Draco se quedó callado, tragó saliva, había olvidado por completo el hecho de que su padre le había dado el diario de Tom Riddle a la chica frente a él, bueno, hacía un par de años, cuando apenas tenía once años.
—No soy Riddle, ven conmigo –le extendió la mano, un poco dudoso, ahora tenía dobles razones para ayudarla a salir de aquel lugar, y no sería fácil, porque estaba sumergida en un gran delirio.
— ¿Crees que voy a confiar en ti? –Se burló –sólo déjame en paz.
La joven se lanzó contra él cuando intentó sujetarla del hombro, golpeaba bastante fuerte, así que terminó cubriéndose del ataque en lugar de intentar controlarla.
No tenía forma de demostrarle que no era el señor tenebroso, no si ella todo lo que podía era ver y escuchar la voz de ese hombre, tragó saliva y sujetándola del rostro terminó por besarla, ella se sacudió desesperada, pero un momento después, pareció funcionar.
—Mírame, mírame a mí –soltó agitado Draco –soy yo, Draco Malfoy ¿puedes verme?

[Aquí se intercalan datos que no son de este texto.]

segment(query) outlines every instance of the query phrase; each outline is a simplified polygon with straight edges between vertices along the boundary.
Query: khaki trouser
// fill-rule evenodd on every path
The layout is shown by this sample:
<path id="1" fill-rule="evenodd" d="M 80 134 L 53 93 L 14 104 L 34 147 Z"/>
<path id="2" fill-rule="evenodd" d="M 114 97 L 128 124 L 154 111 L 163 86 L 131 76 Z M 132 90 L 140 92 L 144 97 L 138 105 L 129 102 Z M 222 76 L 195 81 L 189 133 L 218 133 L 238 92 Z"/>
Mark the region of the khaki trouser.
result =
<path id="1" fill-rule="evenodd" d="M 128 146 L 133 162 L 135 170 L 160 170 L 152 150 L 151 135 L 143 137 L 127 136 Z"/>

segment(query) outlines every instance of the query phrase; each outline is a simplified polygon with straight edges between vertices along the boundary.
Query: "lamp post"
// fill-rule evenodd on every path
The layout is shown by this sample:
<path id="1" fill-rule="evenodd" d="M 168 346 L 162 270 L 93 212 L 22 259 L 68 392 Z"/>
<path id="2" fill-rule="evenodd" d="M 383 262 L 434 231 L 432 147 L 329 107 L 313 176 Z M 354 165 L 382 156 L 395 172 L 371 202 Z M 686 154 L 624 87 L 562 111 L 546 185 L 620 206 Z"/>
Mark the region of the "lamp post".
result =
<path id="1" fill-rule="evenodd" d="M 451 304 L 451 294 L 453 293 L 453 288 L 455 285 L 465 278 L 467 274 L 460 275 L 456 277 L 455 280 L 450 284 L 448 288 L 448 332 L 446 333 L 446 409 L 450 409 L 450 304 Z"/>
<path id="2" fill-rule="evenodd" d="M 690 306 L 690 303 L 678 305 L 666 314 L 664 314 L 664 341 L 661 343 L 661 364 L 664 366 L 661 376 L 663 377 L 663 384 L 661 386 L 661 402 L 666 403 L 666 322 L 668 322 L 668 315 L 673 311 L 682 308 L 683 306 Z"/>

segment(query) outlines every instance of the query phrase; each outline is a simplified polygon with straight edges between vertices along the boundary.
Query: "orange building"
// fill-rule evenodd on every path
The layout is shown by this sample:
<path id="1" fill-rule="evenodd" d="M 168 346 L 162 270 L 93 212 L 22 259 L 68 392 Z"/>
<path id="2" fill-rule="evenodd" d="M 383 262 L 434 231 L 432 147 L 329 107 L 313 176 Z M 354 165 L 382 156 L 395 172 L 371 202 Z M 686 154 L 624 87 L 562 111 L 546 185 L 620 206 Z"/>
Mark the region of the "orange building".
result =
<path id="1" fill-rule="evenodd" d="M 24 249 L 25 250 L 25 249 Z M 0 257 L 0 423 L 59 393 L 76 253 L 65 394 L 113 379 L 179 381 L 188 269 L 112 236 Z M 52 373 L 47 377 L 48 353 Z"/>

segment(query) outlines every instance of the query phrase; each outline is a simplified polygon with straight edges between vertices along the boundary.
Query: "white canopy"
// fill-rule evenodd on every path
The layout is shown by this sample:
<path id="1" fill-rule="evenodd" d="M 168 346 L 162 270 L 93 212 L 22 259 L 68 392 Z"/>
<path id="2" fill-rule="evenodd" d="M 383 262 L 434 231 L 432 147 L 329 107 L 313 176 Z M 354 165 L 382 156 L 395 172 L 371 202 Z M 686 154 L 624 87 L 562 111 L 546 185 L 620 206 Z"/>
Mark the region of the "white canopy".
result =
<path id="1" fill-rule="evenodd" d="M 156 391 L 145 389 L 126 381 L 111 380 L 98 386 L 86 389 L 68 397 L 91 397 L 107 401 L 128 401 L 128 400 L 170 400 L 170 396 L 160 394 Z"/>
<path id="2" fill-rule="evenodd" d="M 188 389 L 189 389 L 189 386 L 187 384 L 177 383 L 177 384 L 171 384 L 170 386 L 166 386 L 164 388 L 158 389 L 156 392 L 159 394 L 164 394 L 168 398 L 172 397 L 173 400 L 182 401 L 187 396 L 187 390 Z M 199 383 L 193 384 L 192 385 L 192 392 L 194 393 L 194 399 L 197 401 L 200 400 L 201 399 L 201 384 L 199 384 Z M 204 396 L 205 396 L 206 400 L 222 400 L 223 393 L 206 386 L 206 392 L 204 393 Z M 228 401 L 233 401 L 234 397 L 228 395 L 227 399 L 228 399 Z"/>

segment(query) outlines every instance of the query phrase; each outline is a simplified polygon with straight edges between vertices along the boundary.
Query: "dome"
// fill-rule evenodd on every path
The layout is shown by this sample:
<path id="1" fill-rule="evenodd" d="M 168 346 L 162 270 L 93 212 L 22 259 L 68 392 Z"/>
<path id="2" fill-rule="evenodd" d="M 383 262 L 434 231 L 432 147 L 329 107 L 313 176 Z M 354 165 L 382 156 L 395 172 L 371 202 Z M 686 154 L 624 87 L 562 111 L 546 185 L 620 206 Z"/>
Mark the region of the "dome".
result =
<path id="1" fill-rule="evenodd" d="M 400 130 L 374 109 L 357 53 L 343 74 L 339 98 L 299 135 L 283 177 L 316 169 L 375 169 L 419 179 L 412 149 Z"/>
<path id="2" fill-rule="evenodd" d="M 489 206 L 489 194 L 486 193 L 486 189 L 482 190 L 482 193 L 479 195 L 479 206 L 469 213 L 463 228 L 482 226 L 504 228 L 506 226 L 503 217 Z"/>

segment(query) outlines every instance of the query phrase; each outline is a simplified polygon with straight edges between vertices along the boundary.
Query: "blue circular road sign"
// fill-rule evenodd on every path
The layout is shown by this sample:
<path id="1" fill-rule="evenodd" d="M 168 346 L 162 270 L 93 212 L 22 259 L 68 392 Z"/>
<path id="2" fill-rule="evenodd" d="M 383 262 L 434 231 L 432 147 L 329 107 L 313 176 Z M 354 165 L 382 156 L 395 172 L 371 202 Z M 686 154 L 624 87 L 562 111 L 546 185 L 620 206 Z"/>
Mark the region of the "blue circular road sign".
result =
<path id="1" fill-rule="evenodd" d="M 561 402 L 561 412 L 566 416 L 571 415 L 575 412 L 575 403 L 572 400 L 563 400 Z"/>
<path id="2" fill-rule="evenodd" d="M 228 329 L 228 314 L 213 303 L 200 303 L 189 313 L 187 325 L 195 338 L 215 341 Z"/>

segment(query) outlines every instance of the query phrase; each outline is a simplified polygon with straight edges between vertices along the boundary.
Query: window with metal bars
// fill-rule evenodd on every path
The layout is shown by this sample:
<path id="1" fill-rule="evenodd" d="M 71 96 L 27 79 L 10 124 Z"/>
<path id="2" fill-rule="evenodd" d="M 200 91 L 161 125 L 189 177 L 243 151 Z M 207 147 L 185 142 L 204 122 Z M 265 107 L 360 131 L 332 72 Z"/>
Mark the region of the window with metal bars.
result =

La mirada de la chica se enfocó en él, guardó silencio un momento, sin comprender nada de lo que estaba pasando, él estaba desesperado, como si en cualquier momento fuese a echarse a correr.
—Dime ¿sabes quién soy?
—Malfoy –musitó.
—Bien, sí, soy Draco Malfoy –resopló un poco aliviado.
—Pero… qué… ¿qué pasa?
—Estabas delirando con el señor tenebroso –informó –pero ahora tenemos que marcharnos.
—Pero ¿por qué voy a confiar en ti?
Alejó su mano de él cuando intentó sujetarla, su sonrisa fue divertida, aunque pudo parecer una mueca extraña ante los ojos de la pelirroja.
—No te pedí que lo hicieras, simplemente te dije que tenemos que marcharnos.
—Sí, pero tú eres un mortífago.
—Estoy pensando en renunciar a mi empleo –comentó como si nada –dime ¿podemos irnos ahora? –Ella observó su mano una vez más –por favor, toma mi mano, y marchémonos, porque puedo irme yo solo, pero no quiero.
A pesar de que sabía que Draco Malfoy jamás pedía algo por favor, y que no se arriesgaría por ella, lo sujetó, y más tardó en hacerlo, que en ser jalada por él rápidamente, antes de que la pared se destruyera y más sirvientes de Voldemort entraran.
La presión en su mano se volvió más fuerte conforme las voces se acercaban a ellos, ella miró sobre su hombro, pero no dijo nada al darse cuenta de que casi los alcanzaban.
—Por aquí –la empujó a un aula –quiero que sepas una cosa, hice esto porque así lo quería, no por otra cosa.
Ella se acercó a él y por impulso lo besó, respondió el beso por un momento y después la empujó y cerró la puerta, lo escuchó decirles que se había escapado y todos los pasos apresurados se alejaron cada vez más, la voz de Voldemort en su cabeza se había ido, ahora todo lo que le quedaba, era la sensación de aquel beso robado.